The country is ethnically diverse, reflecting East Indian, African, Chinese, and European ancestry, as well as a significant indigenous population. Members of all ethnic groups are well represented in all religious groups, with two exceptions: most Hindus are Indo-Guyanese, and nearly all Rastafarians are Afro-Guyanese. Foreign missionaries from many religious groups are present.

Status of religious freedom

Legal/policy framework

The Constitution provides for freedom of religion, and the Government generally respected this right in practice. The Government at all levels sought to protect this right in full and did not tolerate its abuse, either by governmental or private actors.

The law protects the right of individuals to choose and change their religion and to interpret their religious beliefs for themselves. Members of all religious groups worshiped freely. There is no state or otherwise dominant religion, and the Government practiced no form of religious favoritism or discrimination except for public schools, where Christianity is the only religion practice, school children are ask to recite Christian prayers throughout the day.

While the Government recognizes religious groups of all faiths, they must register with the Government to receive formal recognition. Religious groups seeking to establish operations must first obtain permission from the Ministry of Home Affairs. In the past, access to Amerindian areas required permission from the Ministry of Amerindian Affairs and the Ministry of Home Affairs; however, under the 2006 revision of the Amerindian Act only the permission of the local Village Council is required. There is no formal monitoring of religious groups.

The following holy days are national holidays: Christian-Good Friday, Easter, and Christmas; Hindu-Phagwah (festival welcoming spring) and Diwali (festival of lights); Islamic-You-Man-Nabi (birth of the Prophet Muhammad) and Eid Al-Adha (feast of sacrifice).

Both public and religiously affiliated schools exist, and parents are free to send their children to the school of their choice without sanction or restriction, except the AFC-ANUP administration has imposed an 18% VAT/tax on students that choose to attend private school. The Government imposes no requirements regarding religion for any official or nonofficial purposes.

Restrictions on religious freedom

Government policy and practice contributed to the generally free practice of religion.

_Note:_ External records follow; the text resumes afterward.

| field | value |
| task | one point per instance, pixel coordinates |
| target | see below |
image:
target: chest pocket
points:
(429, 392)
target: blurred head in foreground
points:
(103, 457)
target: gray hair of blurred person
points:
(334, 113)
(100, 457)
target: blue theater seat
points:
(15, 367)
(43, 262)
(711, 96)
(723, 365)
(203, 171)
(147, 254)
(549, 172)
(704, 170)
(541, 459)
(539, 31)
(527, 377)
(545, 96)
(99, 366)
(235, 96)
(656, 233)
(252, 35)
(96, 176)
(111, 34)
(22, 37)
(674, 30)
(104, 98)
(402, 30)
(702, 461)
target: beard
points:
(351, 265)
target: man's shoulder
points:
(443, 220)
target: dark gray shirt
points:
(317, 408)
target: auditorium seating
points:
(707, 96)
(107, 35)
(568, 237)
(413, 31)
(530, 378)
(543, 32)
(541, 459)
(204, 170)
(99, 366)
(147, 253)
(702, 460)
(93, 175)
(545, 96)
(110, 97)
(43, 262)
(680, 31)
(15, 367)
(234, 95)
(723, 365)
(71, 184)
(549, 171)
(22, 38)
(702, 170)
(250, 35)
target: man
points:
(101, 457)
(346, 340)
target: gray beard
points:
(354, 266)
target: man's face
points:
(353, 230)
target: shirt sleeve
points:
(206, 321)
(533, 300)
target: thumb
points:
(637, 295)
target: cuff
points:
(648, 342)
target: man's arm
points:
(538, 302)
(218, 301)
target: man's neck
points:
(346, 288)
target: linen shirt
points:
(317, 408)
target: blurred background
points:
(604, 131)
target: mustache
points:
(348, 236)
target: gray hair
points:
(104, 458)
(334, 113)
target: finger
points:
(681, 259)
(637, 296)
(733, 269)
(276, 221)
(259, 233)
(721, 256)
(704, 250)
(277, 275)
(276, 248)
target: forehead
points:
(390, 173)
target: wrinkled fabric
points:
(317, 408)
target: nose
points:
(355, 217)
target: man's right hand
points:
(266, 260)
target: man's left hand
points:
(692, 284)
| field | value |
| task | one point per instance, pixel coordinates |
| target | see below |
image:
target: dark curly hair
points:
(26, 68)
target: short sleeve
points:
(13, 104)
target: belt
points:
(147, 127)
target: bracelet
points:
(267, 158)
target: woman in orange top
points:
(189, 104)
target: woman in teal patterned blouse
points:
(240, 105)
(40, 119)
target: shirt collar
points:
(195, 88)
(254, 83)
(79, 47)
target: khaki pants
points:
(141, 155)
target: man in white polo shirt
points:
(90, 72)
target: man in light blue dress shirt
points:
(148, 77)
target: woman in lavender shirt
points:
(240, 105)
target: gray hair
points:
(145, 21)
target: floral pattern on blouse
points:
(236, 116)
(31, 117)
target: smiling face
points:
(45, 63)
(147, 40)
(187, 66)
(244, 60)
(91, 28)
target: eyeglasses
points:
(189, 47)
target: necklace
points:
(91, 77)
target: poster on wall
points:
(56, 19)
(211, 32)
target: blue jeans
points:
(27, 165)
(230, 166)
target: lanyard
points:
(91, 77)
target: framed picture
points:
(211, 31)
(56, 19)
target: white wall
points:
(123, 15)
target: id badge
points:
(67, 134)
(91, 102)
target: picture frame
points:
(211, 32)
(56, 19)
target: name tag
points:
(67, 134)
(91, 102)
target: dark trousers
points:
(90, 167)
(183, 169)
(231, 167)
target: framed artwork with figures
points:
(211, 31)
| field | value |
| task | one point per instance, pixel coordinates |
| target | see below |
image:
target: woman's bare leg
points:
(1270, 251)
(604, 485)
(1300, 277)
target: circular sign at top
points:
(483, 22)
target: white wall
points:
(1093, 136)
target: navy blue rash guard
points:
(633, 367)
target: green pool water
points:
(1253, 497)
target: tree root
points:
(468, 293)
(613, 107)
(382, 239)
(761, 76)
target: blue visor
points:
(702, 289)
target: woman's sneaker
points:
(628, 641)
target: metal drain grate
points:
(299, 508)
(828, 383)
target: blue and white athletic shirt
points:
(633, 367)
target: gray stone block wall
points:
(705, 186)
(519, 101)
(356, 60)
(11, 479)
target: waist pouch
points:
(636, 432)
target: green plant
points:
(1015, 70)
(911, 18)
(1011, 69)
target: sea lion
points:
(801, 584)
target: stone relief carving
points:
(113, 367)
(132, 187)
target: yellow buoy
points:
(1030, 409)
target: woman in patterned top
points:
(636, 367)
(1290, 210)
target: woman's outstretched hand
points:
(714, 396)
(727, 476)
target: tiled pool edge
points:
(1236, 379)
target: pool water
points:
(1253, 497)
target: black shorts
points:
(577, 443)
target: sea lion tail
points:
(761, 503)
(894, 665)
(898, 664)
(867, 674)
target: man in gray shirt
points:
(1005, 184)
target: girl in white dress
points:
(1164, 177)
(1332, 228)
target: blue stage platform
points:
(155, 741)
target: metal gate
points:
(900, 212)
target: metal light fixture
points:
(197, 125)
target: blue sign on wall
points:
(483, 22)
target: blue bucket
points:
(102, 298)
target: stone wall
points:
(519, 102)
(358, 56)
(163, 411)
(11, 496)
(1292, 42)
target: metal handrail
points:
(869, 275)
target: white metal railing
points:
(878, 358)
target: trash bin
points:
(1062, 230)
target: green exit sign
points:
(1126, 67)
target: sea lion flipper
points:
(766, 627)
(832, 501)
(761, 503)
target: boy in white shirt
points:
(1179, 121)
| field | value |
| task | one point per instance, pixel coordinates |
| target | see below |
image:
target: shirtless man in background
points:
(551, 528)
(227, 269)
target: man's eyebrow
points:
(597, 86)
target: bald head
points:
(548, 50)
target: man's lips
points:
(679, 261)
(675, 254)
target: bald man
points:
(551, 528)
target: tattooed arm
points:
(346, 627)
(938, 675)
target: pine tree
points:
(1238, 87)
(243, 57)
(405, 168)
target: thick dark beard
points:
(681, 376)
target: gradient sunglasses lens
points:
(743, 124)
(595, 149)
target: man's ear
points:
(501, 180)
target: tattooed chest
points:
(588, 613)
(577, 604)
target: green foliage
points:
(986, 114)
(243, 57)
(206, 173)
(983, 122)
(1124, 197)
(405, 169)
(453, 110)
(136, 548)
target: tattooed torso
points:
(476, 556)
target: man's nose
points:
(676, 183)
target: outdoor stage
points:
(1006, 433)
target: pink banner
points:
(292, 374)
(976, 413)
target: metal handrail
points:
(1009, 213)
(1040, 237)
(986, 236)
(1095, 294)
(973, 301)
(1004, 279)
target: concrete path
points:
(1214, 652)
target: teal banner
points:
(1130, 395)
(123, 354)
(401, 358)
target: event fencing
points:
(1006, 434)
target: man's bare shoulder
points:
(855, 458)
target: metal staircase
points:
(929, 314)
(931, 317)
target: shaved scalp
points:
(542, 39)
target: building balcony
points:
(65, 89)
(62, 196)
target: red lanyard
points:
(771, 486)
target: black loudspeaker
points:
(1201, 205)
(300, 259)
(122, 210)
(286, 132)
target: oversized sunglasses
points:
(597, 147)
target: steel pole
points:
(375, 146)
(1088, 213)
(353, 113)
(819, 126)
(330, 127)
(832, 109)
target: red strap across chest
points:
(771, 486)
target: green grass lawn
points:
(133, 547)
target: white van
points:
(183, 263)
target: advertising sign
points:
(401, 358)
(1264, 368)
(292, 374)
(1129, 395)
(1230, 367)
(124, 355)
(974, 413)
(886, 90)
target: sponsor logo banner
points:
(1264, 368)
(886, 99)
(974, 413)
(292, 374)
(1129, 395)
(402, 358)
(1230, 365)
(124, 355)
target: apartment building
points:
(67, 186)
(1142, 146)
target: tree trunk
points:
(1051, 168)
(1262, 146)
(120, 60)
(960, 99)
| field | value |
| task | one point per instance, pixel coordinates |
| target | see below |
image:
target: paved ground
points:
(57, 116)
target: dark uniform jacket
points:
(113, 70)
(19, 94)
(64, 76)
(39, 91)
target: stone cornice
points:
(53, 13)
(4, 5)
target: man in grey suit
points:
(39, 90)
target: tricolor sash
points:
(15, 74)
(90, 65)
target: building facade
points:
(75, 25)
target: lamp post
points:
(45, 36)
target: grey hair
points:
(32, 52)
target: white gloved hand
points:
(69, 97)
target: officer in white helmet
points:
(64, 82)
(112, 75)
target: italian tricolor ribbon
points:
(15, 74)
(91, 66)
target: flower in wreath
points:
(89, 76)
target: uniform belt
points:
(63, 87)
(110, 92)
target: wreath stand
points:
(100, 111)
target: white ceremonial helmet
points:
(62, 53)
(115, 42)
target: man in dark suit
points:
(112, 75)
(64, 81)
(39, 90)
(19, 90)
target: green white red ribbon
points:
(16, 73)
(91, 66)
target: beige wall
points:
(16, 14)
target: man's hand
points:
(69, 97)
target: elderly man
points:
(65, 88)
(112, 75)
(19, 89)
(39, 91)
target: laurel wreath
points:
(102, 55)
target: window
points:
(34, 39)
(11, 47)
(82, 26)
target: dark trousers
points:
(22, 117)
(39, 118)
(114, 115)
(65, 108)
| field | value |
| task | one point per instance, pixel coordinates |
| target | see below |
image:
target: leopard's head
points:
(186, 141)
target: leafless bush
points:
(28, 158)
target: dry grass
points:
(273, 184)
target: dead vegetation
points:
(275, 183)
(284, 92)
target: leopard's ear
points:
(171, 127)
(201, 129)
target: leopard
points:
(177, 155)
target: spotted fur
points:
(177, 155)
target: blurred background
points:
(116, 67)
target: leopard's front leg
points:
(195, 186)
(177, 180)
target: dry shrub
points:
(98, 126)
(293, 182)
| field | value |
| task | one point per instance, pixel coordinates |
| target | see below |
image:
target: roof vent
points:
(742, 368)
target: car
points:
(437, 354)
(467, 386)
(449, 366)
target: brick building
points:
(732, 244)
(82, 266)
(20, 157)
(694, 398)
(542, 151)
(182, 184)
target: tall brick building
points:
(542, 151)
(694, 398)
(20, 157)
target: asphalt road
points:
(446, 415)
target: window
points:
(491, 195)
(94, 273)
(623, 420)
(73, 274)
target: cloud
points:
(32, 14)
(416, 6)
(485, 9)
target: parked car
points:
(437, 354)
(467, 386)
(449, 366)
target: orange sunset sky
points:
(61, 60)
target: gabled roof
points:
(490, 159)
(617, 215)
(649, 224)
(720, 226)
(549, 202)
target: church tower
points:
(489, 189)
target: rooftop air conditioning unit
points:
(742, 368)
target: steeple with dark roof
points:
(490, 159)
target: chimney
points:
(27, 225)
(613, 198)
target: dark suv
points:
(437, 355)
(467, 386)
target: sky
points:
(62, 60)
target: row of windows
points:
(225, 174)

The Guyana Defense Force (GDF) makes an effort to coordinate with civilian religious groups to provide personnel with access to religious services. Leaders of all major religious groups provided prayer and counseling, although generally only Christian sermons were given on GDF bases. Although no official GDF policy requires attendance at religious services, anecdotal evidence from GDF officers suggests that individual commanders required attendance at some religious programs. Membership in a particular religion did not confer any advantage or disadvantage; however, general military practice tended to be biased in favor of Christians.

There were no reports of religious prisoners or detainees in the country or of forced religious conversion.

Societal abuses and discrimination

There were no reports of societal abuses or discrimination based on religious belief or practice.

Promoting peace/Supporting harmony
The Inter-Religious Organization (IRO), a nongovernmental umbrella organization for Christian, Hindu, Islamic, and Baháʼí organizations, held events to promote peace during the August 2006 election. The IRO's role in supporting harmony among religious groups was largely supplanted by the Ethnic Relations Commission, a government-constituted body.

The Church of Jesus Christ of Latter-day Saints
In September 2009, forty mainly U.S. citizen missionaries from the Church of Jesus Christ of Latter-day Saints were detained briefly. Subsequently, the 100+ missionaries were ordered to leave the country within a month. In addition to its missionary work, The Church of Jesus Christ of Latter-day Saints owns approximately $2 million in property in Guyana. Missionaries have worked in the country for more than 20 years.